Sunday, 19 July 2009

Philippine GDP to grow at least 4% in 2009

BERNARDO M. VILLEGAS
Manila Bulletin
http://mb.com.ph/articles/202994/philippine-gdp-grow-4-2009

The bad news: for the first time in the lifetime of most of us, the world's Gross Domestic Product will decline in 2009 as a result of the global economic crisis especially victimizing the developed nations in the world, including East Asian tigers like Japan, Singapore, Taiwan, Hong Kong and South Korea. The positive growth of 4 to 8% of emerging markets like China, India, Indonesia and the Philippines will not be enough to counteract the steep declines of as much as minus 7 to 9% of the industrial nations.

The good news is that the Philippines is one of the few countries in East Asia that will register a positive growth rate. I am willing to bet that our GDP will grow at 4% or more, despite the gloomy prognostications of some of the leading international agencies and multinational banks. The forecast of 1 to 2% coming from these international institutions have given short shrift to relatively strong performance of the agricultural sector on the income side and of private consumption expenditure on the demand side. With the focus of the stimulus package of the Government on agricultural production and countryside infrastructure, incomes in the rural areas can grow at 4% or more. With OFW remittances remaining at the same level as last year of over $16 billion, the purchasing power of the households of the OFWs will increase by some 6% as a result of the depreciation of the peso.

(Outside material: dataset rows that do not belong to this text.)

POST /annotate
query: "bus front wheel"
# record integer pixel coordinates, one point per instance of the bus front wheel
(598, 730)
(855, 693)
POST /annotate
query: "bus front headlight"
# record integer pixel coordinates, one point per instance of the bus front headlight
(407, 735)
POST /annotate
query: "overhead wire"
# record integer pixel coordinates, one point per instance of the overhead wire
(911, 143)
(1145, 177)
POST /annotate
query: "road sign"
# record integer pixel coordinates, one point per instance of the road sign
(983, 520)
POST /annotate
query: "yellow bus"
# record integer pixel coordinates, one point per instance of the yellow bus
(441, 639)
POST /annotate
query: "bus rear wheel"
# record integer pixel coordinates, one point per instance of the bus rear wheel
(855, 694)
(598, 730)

The marginal propensity to consume of these households is quite high. That is why private consumption expenditures will increase by at least 4 %. The foreign analysts do not fully understand the dynamics of OFWs. Filipinos overseas workers are in a category much higher in quality than the average immigrant worker from such countries as India, Mexico, Turkey, Romania, Peru, etc. My almost two years of recent residence in Spain gave me an opportunity to observe closely the exceptional qualities of Filipino immigrant workers as compared to other nationalities. They are usually in personal services that require above-average human qualities of smooth interpersonal relations such as in nursing, caregiving, waitering, customer relations, teaching, and domestic services. Not only are Filipinos well known for their very cheerful dispositions. They also practise personal hygiene that is uncommon to other cultures. Anyone who has traveled far and wide in the Philippines would know that even the poorest of the poor in this country take a bath everyday, even if they have do it in the middle of the public square, using public faucets. As a matter of fact, there are restaurants in Barcelona--where I just spent almost two years as a Visiting Professor in a business school--that employ only Filipinos as waiters.

My message to the foreign analysts is that their forecasting models do not take into account the fact that Filipino workers will be the last ones to be laid off, especially in countries whose demand for immigrant workers comes predominantly from the swelling ranks of senior citizens who now account for close to 20% of the population in almost every European country, not to mention in Japan and other Northeast Asian countries. That is why even if Filipino workers in the textile and other manufacturing industries in such countries as Taiwan and South Korea will be sent home, the number of new Filipino workers that will deployed in nursing, caregiving, teaching, and domestic services in the aging societies will at least equal if not outnumber the OFWs coming home. Even in the international shipping industries, in which Filipinos account for 25 % of the manpower, the feedback I get from the shipping companies in Manila is that the new seamen being deployed outnumber those who are being sent home as ships are being mothballed massively in such international ports as Singapore and Hong Kong.

Another reason why I think that the Philippine GDP will grow at 4% or more in 2009 is the additional stimulus that will come from the billions of pesos that the candidates for the May 2010 elections, which spending can be expected to start during this coming Holy Week and will gather steam by Christmas 2009. Considering the lead time needed for campaigning in this country, the bulk of the expenditures will actually be in 2009. Already one could notice all the pictures of potential candidates in the Metro Manila area appearing in posters containing their hearty congratulations to the students of high schools and universities graduating in March 2009. My own personal calculation of all the spending of presidential, senatorial, House of Representatives, and local officials is about 80 billion pesos.

In fact, some of my professional colleagues think that this amount is an underestimate. Be that it may, such an amount will go a long way to stimulate consumption spending just at the right time when the economy needs a boost. My advice to companies that market consumer goods and services is to be aggressive and creative in capturing all this purchasing power that will come especially from the Philippine countryside.

I am glad that our leading mall operators have spread their retailing outlets far and wide in the rural areas and are not focusing only on Metro Manila. The regions that will especially benefit from the growth of 4% or more will be Northern Luzon, Central Luzon, Southern Tagalog, Central Visayas, Northern Mindanao and Southern Mindanao. Especially benefiting from the expansion in consumer demand in the regions outside of the National Capital Region are the logistics or supply chain companies. Expect the Philippine Nautical Highway to be especially busy in 2009, not only in the transport of goods but in the increasingly buoyant domestic tourism. As they cut back on traveling abroad, many middle-income Filipinos (there is an estimate of 14 million of them) will be traveling to tourist spots in Palawan, Bohol, Negros Oriental, Southern Tagalog and other regions.